Is there some mechanism for preventing a single node storing a single copy of the data, and then spoofing multiple identities and claiming payment as-if the data were stored across multiple nodes?
No and yes, that's kind of the point though. If miners are honest and pick only the N closest nodes (using the Kademlia distance metric), then there's high chance that the data will be distributed amongst at least >1 nodes. The more requested nodes in the storereq-tx the greater the chance the data is actually distributed. Metrics that show how dense the identities around your data are can give you an indicator of how likely it is that multiple nodes store the data instead of just a few. The more nodes you're willing to pay to store your data, the more secure your data is.

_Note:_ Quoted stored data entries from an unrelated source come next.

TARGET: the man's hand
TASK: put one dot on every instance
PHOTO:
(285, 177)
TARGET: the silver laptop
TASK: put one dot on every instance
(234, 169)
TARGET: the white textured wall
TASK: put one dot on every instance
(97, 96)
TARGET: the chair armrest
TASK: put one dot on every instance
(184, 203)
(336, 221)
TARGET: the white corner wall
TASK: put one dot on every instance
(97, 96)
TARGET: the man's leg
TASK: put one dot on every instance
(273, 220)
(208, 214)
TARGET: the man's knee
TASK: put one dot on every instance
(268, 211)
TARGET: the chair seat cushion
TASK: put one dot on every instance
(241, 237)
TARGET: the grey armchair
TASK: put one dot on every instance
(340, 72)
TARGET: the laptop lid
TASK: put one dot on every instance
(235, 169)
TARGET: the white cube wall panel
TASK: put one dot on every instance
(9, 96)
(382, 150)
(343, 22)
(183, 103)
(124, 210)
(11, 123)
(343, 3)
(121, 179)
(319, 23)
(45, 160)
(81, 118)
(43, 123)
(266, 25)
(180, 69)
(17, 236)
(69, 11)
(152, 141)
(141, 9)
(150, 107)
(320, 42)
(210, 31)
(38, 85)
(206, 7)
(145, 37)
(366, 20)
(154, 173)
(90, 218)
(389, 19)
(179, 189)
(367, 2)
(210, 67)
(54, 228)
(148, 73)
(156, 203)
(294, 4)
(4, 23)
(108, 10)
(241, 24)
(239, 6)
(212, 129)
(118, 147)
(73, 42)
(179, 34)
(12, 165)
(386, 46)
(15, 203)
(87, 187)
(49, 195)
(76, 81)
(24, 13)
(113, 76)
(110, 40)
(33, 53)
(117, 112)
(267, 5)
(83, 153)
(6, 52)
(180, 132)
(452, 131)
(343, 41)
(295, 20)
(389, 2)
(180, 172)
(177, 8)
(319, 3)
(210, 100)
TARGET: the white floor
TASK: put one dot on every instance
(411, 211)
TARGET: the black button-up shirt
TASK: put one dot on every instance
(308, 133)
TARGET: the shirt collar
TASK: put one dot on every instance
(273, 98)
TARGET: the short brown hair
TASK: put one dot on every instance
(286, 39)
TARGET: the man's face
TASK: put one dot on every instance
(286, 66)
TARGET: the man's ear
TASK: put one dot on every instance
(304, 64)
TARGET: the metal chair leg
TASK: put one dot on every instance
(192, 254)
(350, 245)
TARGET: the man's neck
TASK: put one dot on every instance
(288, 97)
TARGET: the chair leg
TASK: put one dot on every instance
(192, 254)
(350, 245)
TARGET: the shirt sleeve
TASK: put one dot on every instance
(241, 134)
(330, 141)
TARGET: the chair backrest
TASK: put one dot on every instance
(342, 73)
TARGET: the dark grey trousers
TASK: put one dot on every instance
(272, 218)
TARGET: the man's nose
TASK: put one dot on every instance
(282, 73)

The obvious solutions are proof-of-work or proof-of-stake, but I can't see how proof-of-work alone would suffice.
If the expected cost of performing the proof-of-work is greater than the reward for storing the block, then no one stores it. Otherwise, what's to stop an attacker from generating multiple possession-txs in order to claim all the available payments for a given storereq-tx?
I imagine they would try, but like I said earlier, payments
should go to only the closest nodes to data. As the network grows, there will be too many identities that trying to get closer to a given data block wouldn't be worth it when you can just store some other data that you are actually close to. Managing a lot of identities and data blocks quickly becomes an exponential problem.
Proof-of-stake would at least provide some capital reserve to allocate to each identity, then you could add a field for minimum proof-of-stake amount into the storereq-tx, and/or you could use it as an ordering criteria instead of the Kademlia distance.
I will look into it, and TBH I haven't considered proof of stake for this. Sounds intriguing.